Why did Christ go through this incredible round of agony, and in the very end—at the cross—give an example of self-restraint never before seen on earth? It was so every addict, in the light of the cross, could gain the courage to refuse to numb their pain. When the body is crying out for an addictive substance or behavior that we know in our hearts is not good, we can, like Christ, simply say “No and endure the pain.”
Many details of Christ’s suffering, right down to the offered alcohol, were predicted centuries before his death in Psalm 69. That passage shows that it was God’s plan that Christ not only be our substitute in suffering the penalty of death for sin, but our example in how He died while refusing to numb the pain. That example is for us, to give us strength to say no to habits that hurt, even though saying no may bring us pain for awhile.
Myth #9: If we pray, God will take our cravings and addictions away.
It is true that, after heartfelt prayer, the addictive desires of a number of individuals have miraculously vanished. Such individuals lose their cravings, and don’t even go through withdrawal. They have made a heartfelt commitment to God, and He has honored the Bible promise that He will “not allow us to be tempted above that we are able, but will with the temptation also make a way of escape, that we may be able to bear it” (1 Corinthians 10:13-KJV). Perhaps God sees that the individual in withdrawal, and removes that burden from them. I’ve worked with people who actually have had that happen.
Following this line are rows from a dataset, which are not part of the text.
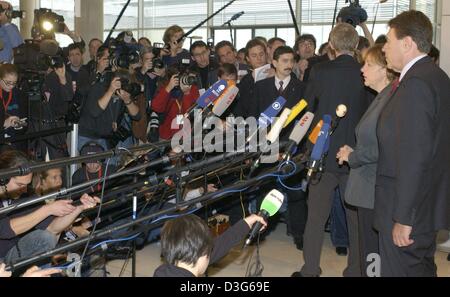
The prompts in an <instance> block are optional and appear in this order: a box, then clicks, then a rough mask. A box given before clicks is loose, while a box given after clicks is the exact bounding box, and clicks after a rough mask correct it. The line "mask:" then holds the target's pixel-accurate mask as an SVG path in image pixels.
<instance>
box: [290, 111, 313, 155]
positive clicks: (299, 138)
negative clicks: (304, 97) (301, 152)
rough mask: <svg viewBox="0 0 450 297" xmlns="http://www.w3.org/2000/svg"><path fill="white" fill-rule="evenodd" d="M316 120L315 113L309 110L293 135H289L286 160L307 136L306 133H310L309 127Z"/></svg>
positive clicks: (305, 114)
But God doesn’t usually do for us what we can do for ourselves. Most people are able, so for the vast majority of individuals struggling with addiction, God doesn’t just “take it away”. That should actually be an encouragement to anyone who suffering with continued desires, because they are actually at a higher level. They are able!
God gives us the power to intelligently go against our own distorted desires. The Bible does not promise people that God will perform psychological surgery so that they’ll never have the desire for evil. Unfortunately, many people don’t understand this. One smoker told me “I haven’t given up cigarettes because the Lord hasn’t taken away the desire. If I were to give them up and I still had the desire, I’d be a hypocrite and a legalist.” This is rather strange reasoning.
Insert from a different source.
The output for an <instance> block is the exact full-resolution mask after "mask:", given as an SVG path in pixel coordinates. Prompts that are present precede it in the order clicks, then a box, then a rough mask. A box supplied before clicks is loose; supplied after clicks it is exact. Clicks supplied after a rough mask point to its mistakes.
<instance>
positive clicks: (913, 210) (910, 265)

Myth #10: God is Very Restrictive
God is all about freedom—in fact, freedom of choice is one of the foundational principles of His government. If God didn’t value liberty, He would never have allowed man to choose to sin in the first place. In addition to giving us the freedom to choose, God also wants us to be free of addictions. No doubt this is why none of the good things God originally packaged for us are addictive by nature.
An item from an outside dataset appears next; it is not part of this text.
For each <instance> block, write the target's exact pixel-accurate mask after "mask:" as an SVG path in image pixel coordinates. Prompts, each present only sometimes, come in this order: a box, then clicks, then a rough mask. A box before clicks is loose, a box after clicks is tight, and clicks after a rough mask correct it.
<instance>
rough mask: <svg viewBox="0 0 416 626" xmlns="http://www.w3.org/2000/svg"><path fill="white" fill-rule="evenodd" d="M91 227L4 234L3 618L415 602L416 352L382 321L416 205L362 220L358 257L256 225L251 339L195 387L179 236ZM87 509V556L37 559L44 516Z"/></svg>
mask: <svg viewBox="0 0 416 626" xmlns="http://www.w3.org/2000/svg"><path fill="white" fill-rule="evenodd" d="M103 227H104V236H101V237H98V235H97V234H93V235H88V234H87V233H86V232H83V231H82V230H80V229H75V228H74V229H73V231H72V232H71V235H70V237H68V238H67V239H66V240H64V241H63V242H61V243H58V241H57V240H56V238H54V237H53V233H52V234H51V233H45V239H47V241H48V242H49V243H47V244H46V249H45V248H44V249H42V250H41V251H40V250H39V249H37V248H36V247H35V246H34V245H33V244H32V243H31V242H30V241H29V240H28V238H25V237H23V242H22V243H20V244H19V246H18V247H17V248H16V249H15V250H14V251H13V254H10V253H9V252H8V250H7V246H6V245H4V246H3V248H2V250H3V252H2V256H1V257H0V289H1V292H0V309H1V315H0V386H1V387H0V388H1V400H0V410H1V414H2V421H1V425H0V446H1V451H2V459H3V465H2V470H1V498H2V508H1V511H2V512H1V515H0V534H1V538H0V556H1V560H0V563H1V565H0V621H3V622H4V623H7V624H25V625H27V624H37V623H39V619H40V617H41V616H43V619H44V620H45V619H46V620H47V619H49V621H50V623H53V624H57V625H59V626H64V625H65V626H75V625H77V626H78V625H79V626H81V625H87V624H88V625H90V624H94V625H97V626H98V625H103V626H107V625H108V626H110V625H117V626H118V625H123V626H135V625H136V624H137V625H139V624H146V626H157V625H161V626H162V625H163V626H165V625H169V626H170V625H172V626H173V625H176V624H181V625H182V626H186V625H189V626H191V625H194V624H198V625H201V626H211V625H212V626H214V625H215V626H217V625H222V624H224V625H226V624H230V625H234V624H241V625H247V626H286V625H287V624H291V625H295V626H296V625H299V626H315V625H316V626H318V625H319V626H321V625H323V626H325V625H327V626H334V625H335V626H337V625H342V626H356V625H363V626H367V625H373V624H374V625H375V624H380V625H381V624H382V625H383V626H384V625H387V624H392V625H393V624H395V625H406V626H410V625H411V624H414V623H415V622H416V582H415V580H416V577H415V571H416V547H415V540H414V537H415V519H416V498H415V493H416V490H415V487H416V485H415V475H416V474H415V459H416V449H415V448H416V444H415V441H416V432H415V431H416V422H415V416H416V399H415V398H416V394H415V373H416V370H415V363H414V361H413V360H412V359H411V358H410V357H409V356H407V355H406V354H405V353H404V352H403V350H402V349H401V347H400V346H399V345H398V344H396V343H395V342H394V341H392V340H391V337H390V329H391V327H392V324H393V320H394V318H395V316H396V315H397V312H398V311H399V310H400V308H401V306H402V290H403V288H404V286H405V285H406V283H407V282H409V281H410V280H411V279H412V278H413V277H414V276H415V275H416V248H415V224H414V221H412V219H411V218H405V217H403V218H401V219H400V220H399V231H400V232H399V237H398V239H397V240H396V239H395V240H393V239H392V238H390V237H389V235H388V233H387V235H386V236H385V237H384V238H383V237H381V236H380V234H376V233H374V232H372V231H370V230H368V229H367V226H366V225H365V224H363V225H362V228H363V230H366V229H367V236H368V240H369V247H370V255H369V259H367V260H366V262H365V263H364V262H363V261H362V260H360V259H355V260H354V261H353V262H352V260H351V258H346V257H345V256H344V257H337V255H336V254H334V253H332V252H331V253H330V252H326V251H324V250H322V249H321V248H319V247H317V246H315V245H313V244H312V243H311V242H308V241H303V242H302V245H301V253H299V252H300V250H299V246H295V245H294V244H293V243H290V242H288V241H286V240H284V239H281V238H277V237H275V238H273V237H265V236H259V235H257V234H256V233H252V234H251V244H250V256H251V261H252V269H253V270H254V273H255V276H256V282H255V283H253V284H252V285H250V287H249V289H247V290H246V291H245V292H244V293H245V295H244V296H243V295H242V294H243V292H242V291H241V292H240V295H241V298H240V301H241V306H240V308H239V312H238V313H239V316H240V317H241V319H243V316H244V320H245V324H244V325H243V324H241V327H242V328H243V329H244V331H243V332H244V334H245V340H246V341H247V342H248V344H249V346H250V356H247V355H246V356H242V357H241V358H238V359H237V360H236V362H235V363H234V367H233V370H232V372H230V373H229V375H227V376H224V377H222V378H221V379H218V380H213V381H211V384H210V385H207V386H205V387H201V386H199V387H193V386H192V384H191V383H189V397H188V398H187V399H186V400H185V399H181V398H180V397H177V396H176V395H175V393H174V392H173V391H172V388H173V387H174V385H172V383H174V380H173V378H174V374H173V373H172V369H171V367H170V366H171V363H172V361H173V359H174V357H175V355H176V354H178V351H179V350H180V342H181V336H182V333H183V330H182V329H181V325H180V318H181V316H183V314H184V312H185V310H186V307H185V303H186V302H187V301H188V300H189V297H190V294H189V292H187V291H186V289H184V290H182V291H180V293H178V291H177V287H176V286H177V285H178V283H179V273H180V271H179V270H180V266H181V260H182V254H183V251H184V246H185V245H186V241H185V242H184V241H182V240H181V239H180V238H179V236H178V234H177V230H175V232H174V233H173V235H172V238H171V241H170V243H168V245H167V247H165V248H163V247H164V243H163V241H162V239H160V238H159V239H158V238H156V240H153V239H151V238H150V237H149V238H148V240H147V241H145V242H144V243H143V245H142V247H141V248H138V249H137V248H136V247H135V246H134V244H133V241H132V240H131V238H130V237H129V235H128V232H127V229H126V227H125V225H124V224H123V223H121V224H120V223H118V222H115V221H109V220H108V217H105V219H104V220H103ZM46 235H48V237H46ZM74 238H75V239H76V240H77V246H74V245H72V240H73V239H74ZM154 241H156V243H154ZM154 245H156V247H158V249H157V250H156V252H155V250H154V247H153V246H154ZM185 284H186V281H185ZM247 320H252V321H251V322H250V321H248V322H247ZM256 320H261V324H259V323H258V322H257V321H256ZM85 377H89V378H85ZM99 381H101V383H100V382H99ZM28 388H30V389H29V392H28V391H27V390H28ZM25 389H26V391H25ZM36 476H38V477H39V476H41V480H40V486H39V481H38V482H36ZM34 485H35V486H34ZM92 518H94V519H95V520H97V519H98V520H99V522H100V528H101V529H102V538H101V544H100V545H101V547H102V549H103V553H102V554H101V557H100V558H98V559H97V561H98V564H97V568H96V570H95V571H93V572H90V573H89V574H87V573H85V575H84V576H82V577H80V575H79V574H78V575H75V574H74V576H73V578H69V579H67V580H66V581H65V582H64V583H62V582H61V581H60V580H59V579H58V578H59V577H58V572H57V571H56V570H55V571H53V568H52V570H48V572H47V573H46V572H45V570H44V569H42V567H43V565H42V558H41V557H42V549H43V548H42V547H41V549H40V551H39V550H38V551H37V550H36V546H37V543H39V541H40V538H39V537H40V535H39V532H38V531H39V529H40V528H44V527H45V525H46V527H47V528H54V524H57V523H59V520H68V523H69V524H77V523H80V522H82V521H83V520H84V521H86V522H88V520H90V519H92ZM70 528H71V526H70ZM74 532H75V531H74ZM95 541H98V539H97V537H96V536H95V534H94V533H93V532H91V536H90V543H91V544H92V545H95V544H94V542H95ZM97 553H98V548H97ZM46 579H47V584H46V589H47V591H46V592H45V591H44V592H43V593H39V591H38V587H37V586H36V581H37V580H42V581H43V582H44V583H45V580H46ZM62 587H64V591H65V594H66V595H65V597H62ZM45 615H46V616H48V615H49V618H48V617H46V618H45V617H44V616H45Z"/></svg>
I have seen a lot of addictions in my work, but in my entire medical career, I have yet to see one person addicted to mangoes or broccoli! If I were to tell a patient that they should never eat cheese or chocolate again, or should give up ice cream, coffee, or beer, they are likely to break right into a sweat.
“How am I supposed to do that?” they ask incredulously. But when a person is allergic to broccoli and I have to inform them that they should not eat it anymore, there isn’t much of a reaction. They may be sorry that they will never have broccoli quiche again, but they won’t have to go through withdrawal. The same thing is true for all of God’s natural food creations. If we are a slave to our cravings, we cannot enjoy the freedom and victory we could experience in life.